Approximating neural machine translation for efficiency
Aji, Alham Fikri
Neural machine translation (NMT) has been shown to outperform statistical machine translation. However, NMT models typically require a large number of parameters and are expensive to train and deploy. Moreover, its large model size makes parallel training inefficient due to costly network communication. Likewise, distributing and locally running the model for a client-based NMT model such as a web browser or mobile device remains challenging. This thesis investigates ways to approximately train an NMT system by compressing either the gradients or the parameters for faster communication or reduced memory consumption. We propose a gradient compression technique that exchanges only the top 1% of the most significant gradient values while delaying the rest to be considered for the next iteration. This method reduces the network communication cost by 50-fold but causes noisy gradient updates. We also find that Transformer–the current state-of-the-art NMT architecture–is highly sensitive to noisy gradients. Therefore, we extend the compression technique by restoring the compressed gradient with locally-computed gradients.

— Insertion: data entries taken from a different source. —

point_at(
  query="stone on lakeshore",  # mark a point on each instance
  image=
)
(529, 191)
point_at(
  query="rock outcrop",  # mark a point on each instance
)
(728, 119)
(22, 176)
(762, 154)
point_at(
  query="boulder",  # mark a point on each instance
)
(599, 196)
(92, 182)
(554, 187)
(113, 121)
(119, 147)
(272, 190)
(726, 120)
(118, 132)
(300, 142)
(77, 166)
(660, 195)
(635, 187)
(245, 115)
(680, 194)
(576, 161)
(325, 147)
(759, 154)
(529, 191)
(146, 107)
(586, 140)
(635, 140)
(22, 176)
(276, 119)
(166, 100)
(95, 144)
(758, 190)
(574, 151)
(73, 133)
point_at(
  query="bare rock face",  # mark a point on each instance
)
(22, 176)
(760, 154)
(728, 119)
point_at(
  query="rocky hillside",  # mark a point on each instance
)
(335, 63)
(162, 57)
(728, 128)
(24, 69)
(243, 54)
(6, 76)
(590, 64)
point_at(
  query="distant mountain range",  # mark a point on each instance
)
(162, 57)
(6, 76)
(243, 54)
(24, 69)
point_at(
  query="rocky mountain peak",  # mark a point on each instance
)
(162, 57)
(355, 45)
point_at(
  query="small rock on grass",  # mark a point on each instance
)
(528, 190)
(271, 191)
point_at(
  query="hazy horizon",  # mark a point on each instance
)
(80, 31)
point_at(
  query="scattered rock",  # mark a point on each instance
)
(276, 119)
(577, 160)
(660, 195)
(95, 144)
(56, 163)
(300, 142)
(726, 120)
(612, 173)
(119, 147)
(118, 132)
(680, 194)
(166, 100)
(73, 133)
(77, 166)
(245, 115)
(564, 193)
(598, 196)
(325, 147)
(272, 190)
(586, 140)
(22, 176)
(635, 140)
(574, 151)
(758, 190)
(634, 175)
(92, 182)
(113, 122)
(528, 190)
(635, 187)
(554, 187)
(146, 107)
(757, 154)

We obtained a linear scale-up in parallel training without sacrificing model performance. We also explore transfer learning as a better method of initialising the training. With transfer learning, the model converges faster and can be trained with more aggressive hyperparameters. Lastly, we propose a log-based quantisation method to compress the model size. Models are quantised to 4-bit precision with no noticeable quality degradation after re-training combined with reserving the quantisation errors as feedback.